The results of our study demonstrated that the lead hip experiences a significantly higher IR velocity during the downswing, compared to the trail hip ERvelocity. Although the rotational velocities of the hip are lower than those that have been reported for the shoulder during the throwing motion (Dillman et al., 1993; Fleisig and Andrews, 1995), the fact that these are experienced in a closed kinetic chain, may produce sufficient torsion on the hip to predispose the joint to injury. In particular, the rotational velocity contributing to the stress at the hip joint, may expose the acetabular labrum to risk for tear.

Although golf is typically considered a non-contact sport, injuries related to golfing do occur. The leading area of injury in both professionals and amateurs appears to be the back (Gosheger et al., 2003; Grimshaw et al., 2002; Lindsay et al., 2000; McCarroll, 1996; Mc Carroll et al., 1990). Interestingly, these surveys have reported almost no hip injuries in golfers (Batt, 1992; Grimshaw et al., 2002; Lindsay et al., 2000; McCarroll, 1996; McCarroll et al., 1990; Theriault and Lachance, 1998). However, one orthopedic surgeon has reported on treatments of professional golfers for a particular pathology, hip labral tears (Philipon, 2001).

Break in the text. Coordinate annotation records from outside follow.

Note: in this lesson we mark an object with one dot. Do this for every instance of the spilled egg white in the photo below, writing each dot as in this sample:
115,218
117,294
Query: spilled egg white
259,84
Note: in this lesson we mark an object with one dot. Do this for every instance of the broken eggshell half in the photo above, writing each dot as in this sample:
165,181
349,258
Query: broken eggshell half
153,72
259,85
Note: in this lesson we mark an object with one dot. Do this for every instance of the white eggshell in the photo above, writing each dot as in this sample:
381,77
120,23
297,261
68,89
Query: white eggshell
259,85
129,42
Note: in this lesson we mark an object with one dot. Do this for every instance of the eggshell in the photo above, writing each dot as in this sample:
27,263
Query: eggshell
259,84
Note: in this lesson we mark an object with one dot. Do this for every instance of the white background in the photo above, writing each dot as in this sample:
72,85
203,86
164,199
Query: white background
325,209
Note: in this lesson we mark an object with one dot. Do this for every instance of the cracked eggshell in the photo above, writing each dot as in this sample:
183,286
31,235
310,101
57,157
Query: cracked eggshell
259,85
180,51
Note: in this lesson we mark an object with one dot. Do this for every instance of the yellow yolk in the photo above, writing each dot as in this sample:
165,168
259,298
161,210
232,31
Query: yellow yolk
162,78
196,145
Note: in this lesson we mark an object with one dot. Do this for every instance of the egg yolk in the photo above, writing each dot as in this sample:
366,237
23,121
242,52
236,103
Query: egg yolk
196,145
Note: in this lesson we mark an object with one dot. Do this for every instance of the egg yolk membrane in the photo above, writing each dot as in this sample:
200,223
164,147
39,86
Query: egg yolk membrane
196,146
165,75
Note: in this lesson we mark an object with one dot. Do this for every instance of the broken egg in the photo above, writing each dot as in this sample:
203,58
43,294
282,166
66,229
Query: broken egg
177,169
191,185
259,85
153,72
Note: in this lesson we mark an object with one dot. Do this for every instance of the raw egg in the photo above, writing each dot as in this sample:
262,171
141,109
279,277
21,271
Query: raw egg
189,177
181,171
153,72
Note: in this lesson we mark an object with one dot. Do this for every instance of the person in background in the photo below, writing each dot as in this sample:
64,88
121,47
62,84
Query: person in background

Labral pathology of the hip is a more recent diagnosis in athletes. The occurrences of tears in the athlete’s acetabular labrum have been reported in sports that place rotational demands on the hip (such as tennis, golf, and hockey) (Binningsley, 2003; Mason, 2001; McCarthy et al., 2003). Although kinematic data on the throwing motion in baseball may illustrate mechanisms of a labral tear in the shoulder (Andrews et al., 1991), there is currently no evidence of the velocities of the lead and trail hips during a full golf swing to determine if the same potential exists for labral pathology in the hip.

Past studies that have examined lower extremity rotational velocities have measured the hip in an open kinetic chain movement (Kellis et al., 2006; Nunome et al., 2002; 2006), but the lower extremity is a closed kinetic chain during the golf swing. For example, during the soccer kick, Kellis et al., 2006 found the angular velocity of the hip was between 125.9 and 151.4 deg·sec-1 depending on the time measured during a fatiguing protocol. It should be noted that the angular velocity of the hip in this skill movement would primarily be in the sagittal plane, and not a transverse plane rotational velocity as seen during the golf swing.. The study by Nunome et al., 2002 found much higher hip external rotational velocities of 636.0 deg·sec-1 during a side-foot soccer kick, but a lower rotational velocity of 343.8 deg·sec-1 during an instep soccer kick. The only study to measure “hip ”rotational velocity in a closed kinetic chain was Welch et al., 1995. They found the peak pelvis rotational velocity to be 714 deg·sec-1 just prior to impact of hitting a baseball. In our study peak hip rotational velocities were much lower at -227.8 ± 96.6 and -145.3 ± 68.0 deg·sec-1 respectively, occuring at 89.1% and 85.2% of the total downswing time (Table 2). This may reflect inherent differences in the mechanics of the baseball swing versus that of the golf swing. Additionally, our study was completed on female athletes who may have less capacity to generate high velocities than the male athletes in the baseball research. Furthermore, the “hip ”rotational velocity in the Welch study actually measured pelvis velocity relative to a stationary global coordinate system, which could produce inflated velocities as it does not account for the simultaneous movement of the adjacent segments as was done in our study.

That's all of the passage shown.